The ultimate irony the story expresses in addressing this question may very well be that a true man — a complete man — is not entirely masculine. Just as the Narrator needs the influence of Marla in order to finally find redemption, it may be that that the masculine/yang/fight club must be tempered with the feminine/yin/support group to produce a complete person.

Without a dialogue to help men make sense of the disparities between historical concepts of masculinity and a modern world that no longer values many of those concepts, we see the kind of destructive flailing behavior play out today that was only hyperbole back in 1999.

Twentieth Century Fox Film Corp.

All-Singing, All-Dancing

If Fight Club muddies the waters with its treatment of sexuality and gender roles, we can all at least agree that it has a clear take on Capitalism and the influence of corporate ideologies on American lives, right? Corporations and institutions of power have castrated the masculine populace to produce consumer livestock, slaves who labor for the benefit of corporate masters. These corporations leverage their resources to keep the population docile.

This is why Project Mayhem sets out to destroy credit records, right? If the corporations who hold the population hostage through bureaucracy and propaganda are toppled, then people (read: men) will finally be free again!

Right?

So then why does Project Mayhem not even bat an eye at the thought of “corporate sponsorship?” (“This is how Tyler and I were able to have fight club every night of the week.”) Why does the Narrator refer to the various fight clubs that operate across the country not as “chapters” of some fraternal organization but as “franchises”? Why does Tyler espouse the same kind of propaganda that he lambastes institutions of power for employing? In seeking to destroy the corporate influence over people’s lives, Tyler Durden simply imagined a dark inversion of that influence. In waging war against the monsters, he became such a monster.

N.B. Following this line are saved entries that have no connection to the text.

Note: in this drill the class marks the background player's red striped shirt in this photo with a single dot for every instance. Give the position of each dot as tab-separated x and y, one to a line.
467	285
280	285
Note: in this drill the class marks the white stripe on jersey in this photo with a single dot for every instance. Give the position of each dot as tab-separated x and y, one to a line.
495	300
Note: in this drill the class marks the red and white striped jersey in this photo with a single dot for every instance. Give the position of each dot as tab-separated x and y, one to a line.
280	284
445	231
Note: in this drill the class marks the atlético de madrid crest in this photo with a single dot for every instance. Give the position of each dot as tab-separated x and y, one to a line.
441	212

It is here that Fight Club’s satire and the hypocrisy of Tyler Durden become most apparent. The film’s climax is seductively framed as victory until we examine it with any amount of scrutiny.

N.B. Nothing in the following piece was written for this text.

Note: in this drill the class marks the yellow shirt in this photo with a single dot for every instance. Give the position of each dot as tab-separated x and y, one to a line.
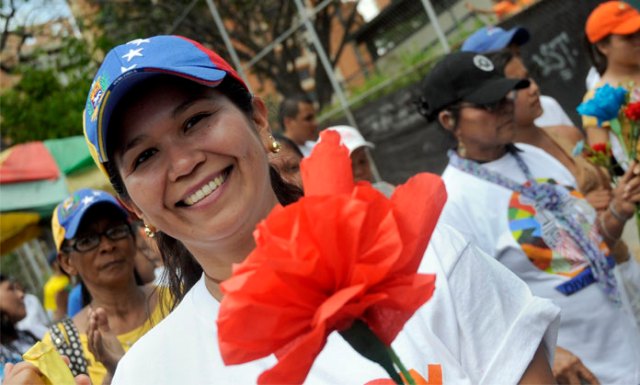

The Narrator’s criticism against Marla (and himself) was that she was a “tourist,” someone just visiting the support groups but not really a citizen of that world. Later, he admits the same is true about the fight club members:

“Even if I could tell someone they had a good fight, I wouldn’t be talking to the same man. Who you were in fight club was not who you were in the rest of the world.”

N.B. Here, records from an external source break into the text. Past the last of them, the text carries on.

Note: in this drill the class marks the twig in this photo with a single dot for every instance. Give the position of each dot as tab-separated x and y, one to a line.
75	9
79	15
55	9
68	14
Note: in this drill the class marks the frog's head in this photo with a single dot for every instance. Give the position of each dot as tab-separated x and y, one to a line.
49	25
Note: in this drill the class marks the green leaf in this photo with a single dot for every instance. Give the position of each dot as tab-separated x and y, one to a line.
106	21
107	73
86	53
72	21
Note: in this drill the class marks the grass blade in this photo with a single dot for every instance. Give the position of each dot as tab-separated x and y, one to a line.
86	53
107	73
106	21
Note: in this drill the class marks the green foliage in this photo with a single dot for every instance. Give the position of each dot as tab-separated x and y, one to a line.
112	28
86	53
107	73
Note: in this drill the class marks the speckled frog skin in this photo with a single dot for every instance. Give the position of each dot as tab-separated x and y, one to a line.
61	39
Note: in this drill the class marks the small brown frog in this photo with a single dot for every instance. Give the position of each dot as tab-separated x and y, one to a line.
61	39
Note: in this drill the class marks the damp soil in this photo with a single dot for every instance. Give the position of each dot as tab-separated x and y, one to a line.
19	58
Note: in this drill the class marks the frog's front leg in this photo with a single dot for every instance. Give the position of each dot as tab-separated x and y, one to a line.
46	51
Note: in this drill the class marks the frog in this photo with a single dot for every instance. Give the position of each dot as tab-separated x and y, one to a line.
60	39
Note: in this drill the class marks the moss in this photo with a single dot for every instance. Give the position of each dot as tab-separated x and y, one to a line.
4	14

Fight club is not a coping strategy or a lifestyle, but an escape from reality. In the same way, Tyler’s vision for the world is not self-sufficient but a reactionary lashing-out at whatever institutions he believes denied him (and all men) of their promised glory.

As a revolutionary, the real irony of Tyler Durden is that his worldview is too narrow and juvenile comprehend later revolutions like #MeToo or BLM. Instead, Tyler appropriates the image of the revolutionary (or the “outsider who tells it like it is”) to fulfill his own selfish need for attention rather than to bring about any meaningful change for the people he claims to champion. But for irony to succeed, artist and audience need to draw from a common well of expectations. Because the film masks its expectations so masterfully, much of that satire comes across as sincere.

And maybe Tyler was already aware of the enormous power of misdirection when he first met the Narrator: “How’s that working out for you? Being clever?”